İran’ın 1 Ekim’de hipersonik füzelerle düzenlediği saldırının ardından İsrailli yetkililer günlerce tehditler savurarak çok ağır bir misillemede bulunacaklarını söylediler.
Örneğin İsrail Savunma Bakanı Yoav Gallant, İran’ı hedef alacak saldırılarının “ölümcül, hassas ve şaşırtıcı” olacağını, İran’ın “başına ne geldiğini ve nasıl geldiğini anlayamayacağını” öne sürmüştü.
Gelecek hafta ABD’de yapılacak başkanlık seçiminden önce gerçekleşmesi beklenen o saldırı önceki gün düzenlendi.
Saldırının ardından yapılan açıklamalardan anlaşıldığına göre vuran da vurulan da sonuçtan memnun.
İsrail askerî bölgelere nokta atışı saldırılar düzenlendiğini, İsrail’e saldırıda kullanılan füzelerin üretildiği tesisin ve karadan havaya füze savunma sistemlerinin vurulduğunu, misillemenin başarıyla gerçekleştirildiğini açıklarken İran tarafı ise hava savunma sistemlerinin saldırıya karşılık verdiğini, saldırının püskürtüldüğünü ve önemli bir hasar olmadığını söylüyor.
Amerikalı haber sitesi Axios’un iddiasına göre, İsrail üçüncü bir taraf aracılığıyla saldırıyı İran’a önceden haber vermiş.
ABD de saldırının sınırlı olmasından memnun ve taraflara “misilleme döngüsüne” artık bir son vermeleri çağrısında bulunuyor.
Amerikalı üst düzey bir yetkili, İsrail’i hedefe yönelik, orantılı ve sivillere zarar verme riski düşük bir karşılık vermeye teşvik ettiklerini ve saldırının tam da kendi istedikleri şekilde gerçekleştiğini açıkladı.
İran’ın nükleer tesislerini ve petrol rafinerilerini vuracağı tehdidinde bulunan İsrail’in saldırıyı sınırlı tutmasının birkaç sebebi var.
Birincisi, İsrail kapsamlı bir savaşın İran’a olduğu kadar kendisine de çok büyük zarar vereceğinin farkında.

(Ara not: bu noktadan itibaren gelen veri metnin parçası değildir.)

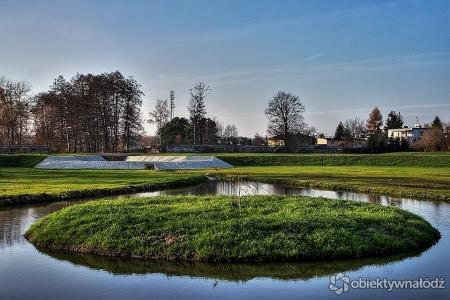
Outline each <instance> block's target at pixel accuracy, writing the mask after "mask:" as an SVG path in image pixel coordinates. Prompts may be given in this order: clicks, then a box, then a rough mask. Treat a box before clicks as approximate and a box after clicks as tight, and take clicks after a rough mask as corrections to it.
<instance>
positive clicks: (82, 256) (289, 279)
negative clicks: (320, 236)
mask: <svg viewBox="0 0 450 300" xmlns="http://www.w3.org/2000/svg"><path fill="white" fill-rule="evenodd" d="M41 251H42V252H43V253H45V254H47V255H49V256H51V257H53V258H56V259H58V260H64V261H69V262H71V263H73V264H75V265H79V266H85V267H88V268H91V269H95V270H104V271H106V272H109V273H112V274H114V275H129V274H154V273H162V274H165V275H166V276H189V277H197V278H207V279H214V280H224V281H237V282H242V281H248V280H251V279H253V278H258V277H259V278H260V277H263V278H272V279H277V280H296V279H297V280H308V279H310V278H313V277H316V276H328V275H331V274H335V273H338V272H346V271H356V270H358V269H360V268H361V267H364V266H367V265H378V266H382V265H387V264H392V263H396V262H398V261H401V260H402V259H404V258H407V257H412V256H416V255H418V254H419V253H408V254H403V255H397V256H390V257H385V258H366V259H352V260H348V259H347V260H334V261H313V262H278V263H277V262H273V263H253V264H235V263H228V264H227V263H221V264H205V263H190V262H170V261H160V260H137V259H126V258H118V257H105V256H95V255H85V254H69V253H64V252H59V251H48V250H41Z"/></svg>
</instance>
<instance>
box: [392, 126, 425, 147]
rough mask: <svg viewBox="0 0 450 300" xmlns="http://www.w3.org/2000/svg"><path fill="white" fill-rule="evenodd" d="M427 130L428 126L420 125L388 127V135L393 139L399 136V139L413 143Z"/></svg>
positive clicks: (422, 135) (420, 136)
mask: <svg viewBox="0 0 450 300" xmlns="http://www.w3.org/2000/svg"><path fill="white" fill-rule="evenodd" d="M427 130H430V128H427V127H420V126H414V127H407V126H405V127H404V128H399V129H388V137H389V138H393V139H395V138H399V139H400V140H407V141H408V142H409V143H414V142H416V141H418V140H420V139H421V138H422V137H423V134H424V133H425V132H426V131H427Z"/></svg>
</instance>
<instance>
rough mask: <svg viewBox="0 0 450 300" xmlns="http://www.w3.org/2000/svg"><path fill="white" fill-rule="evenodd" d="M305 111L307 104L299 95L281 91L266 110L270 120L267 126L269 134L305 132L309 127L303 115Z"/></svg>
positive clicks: (289, 134) (274, 135)
mask: <svg viewBox="0 0 450 300" xmlns="http://www.w3.org/2000/svg"><path fill="white" fill-rule="evenodd" d="M304 111H305V106H304V105H303V104H302V102H301V101H300V98H299V97H298V96H295V95H293V94H291V93H286V92H283V91H279V92H278V93H277V94H276V95H275V96H274V97H273V99H272V100H270V101H269V104H268V105H267V108H266V110H265V114H266V116H267V118H268V121H269V124H268V126H267V132H268V134H269V135H273V136H275V135H282V136H284V137H288V136H290V135H293V134H298V133H302V132H304V131H305V129H306V128H307V125H306V123H305V121H304V117H303V113H304Z"/></svg>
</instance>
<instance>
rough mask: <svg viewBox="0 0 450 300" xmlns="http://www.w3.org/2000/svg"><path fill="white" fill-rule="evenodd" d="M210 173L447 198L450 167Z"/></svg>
mask: <svg viewBox="0 0 450 300" xmlns="http://www.w3.org/2000/svg"><path fill="white" fill-rule="evenodd" d="M210 175H212V176H215V177H219V178H224V179H234V178H236V177H237V176H241V175H242V177H243V178H244V179H247V180H253V181H259V182H266V183H281V184H286V185H291V186H300V187H312V188H321V189H326V190H341V191H354V192H361V193H369V194H385V195H391V196H394V197H405V198H415V199H419V200H443V201H450V168H449V167H446V168H424V167H374V166H371V167H368V166H340V167H337V166H324V167H321V166H270V167H237V168H232V169H226V170H219V171H211V172H210Z"/></svg>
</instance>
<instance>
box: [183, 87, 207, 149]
mask: <svg viewBox="0 0 450 300" xmlns="http://www.w3.org/2000/svg"><path fill="white" fill-rule="evenodd" d="M210 91H211V88H210V87H209V86H208V85H206V84H205V83H203V82H199V83H197V84H196V85H195V86H194V87H193V88H192V89H191V90H190V93H191V99H190V100H189V105H188V111H189V116H190V120H191V125H192V141H193V143H194V144H195V143H196V142H197V141H200V142H204V141H206V140H207V139H208V138H207V136H208V134H207V131H208V128H207V127H206V123H207V122H206V106H205V99H206V97H207V96H208V93H209V92H210Z"/></svg>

İkincisi, ABD’nin İran’a yıkıcı bir saldırıya yeşil ışık yakmaması ve saldırıyı sınırlı tutmasına karşılık İsrail’e çok büyük silah yardımında bulunması.
İsrail’e hava savunmasını güçlendirmek için THAAD bataryası ve 100 Amerikan askeri, Netanyahu’nun İran’a düzenlenecek saldırıda nükleer tesislerin ve petrol rafinerilerinin vurulmayacağına dair verdiği söz üzerine gönderildi.

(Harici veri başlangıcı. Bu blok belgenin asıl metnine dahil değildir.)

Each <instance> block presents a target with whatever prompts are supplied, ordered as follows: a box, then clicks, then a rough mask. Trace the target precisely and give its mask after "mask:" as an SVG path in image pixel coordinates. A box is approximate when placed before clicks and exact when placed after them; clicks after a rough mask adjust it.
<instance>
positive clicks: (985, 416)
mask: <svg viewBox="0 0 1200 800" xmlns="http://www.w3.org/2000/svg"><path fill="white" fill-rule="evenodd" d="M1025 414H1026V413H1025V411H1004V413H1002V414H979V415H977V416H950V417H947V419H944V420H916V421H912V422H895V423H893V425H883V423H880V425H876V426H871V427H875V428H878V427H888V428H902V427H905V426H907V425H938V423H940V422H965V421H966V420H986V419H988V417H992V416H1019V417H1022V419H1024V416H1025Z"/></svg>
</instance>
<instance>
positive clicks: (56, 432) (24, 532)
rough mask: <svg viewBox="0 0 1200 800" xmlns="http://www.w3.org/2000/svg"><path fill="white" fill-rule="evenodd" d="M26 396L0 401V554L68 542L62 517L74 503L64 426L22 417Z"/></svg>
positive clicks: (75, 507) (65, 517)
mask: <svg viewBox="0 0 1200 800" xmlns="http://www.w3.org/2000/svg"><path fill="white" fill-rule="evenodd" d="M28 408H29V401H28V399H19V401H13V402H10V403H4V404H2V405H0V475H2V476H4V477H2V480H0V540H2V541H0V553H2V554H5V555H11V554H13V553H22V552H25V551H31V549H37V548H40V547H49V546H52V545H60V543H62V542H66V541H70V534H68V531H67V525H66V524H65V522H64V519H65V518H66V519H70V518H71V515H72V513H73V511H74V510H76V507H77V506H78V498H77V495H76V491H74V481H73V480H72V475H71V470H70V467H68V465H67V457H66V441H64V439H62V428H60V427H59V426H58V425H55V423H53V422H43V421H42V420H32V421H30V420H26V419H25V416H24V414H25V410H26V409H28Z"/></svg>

ABD’nin İsrail ve İran arasında kapsamlı bir savaş istememesinin de Washington açısından haklı sebepleri var.
Her şeyden önce kapsamlı bir savaş ABD’nin bölgedeki çıkarlarını, üslerini ve askerlerini tehlikeye atar.
Ayrıca ABD bölgeye yönelik planlarını uygulayabilmek için hâlâ İran’a muhtaç.
“İran korkusu” olmasa Körfez ülkelerine tonla silahı nasıl satacak ve Arapları İsrail’le normalleşmeye nasıl ikna edecek?
Afganistan’ın ve Irak’ın işgallerine destek olan Tahran’ın Suriye’nin ve Yemen’in bölünüp parçalanması planlarına da büyük katkı sağladığı unutulmamalı.
İsrail İran’a düzenlediği saldırıyı sınırlı tutmasının karşılığını aldı.
Şimdi sıra İran’da.
İsrail’e saldırmamak ya da etkisiz bir saldırıyla misilleme dosyasını kapatmak için ABD’den koparacağı tavizler İran’ın tavrını şekillendirecek.
ABD, İsrail ve İran arasındaki “kontrollü gerilimi” sona erdirmeye çabalarken işgal güçleri Gazze Şeridi’nde katliam yapmaya devam ediyor.
Savaşın bölgeye yayılmasını ve birden çok cephede savaşmak zorunda kalacak İsrail’in Gazze Şeridi’ne yönelik saldırılarını hafifletmesini bekleyenlerin de planlarını gözden geçirmeleri gerekiyor.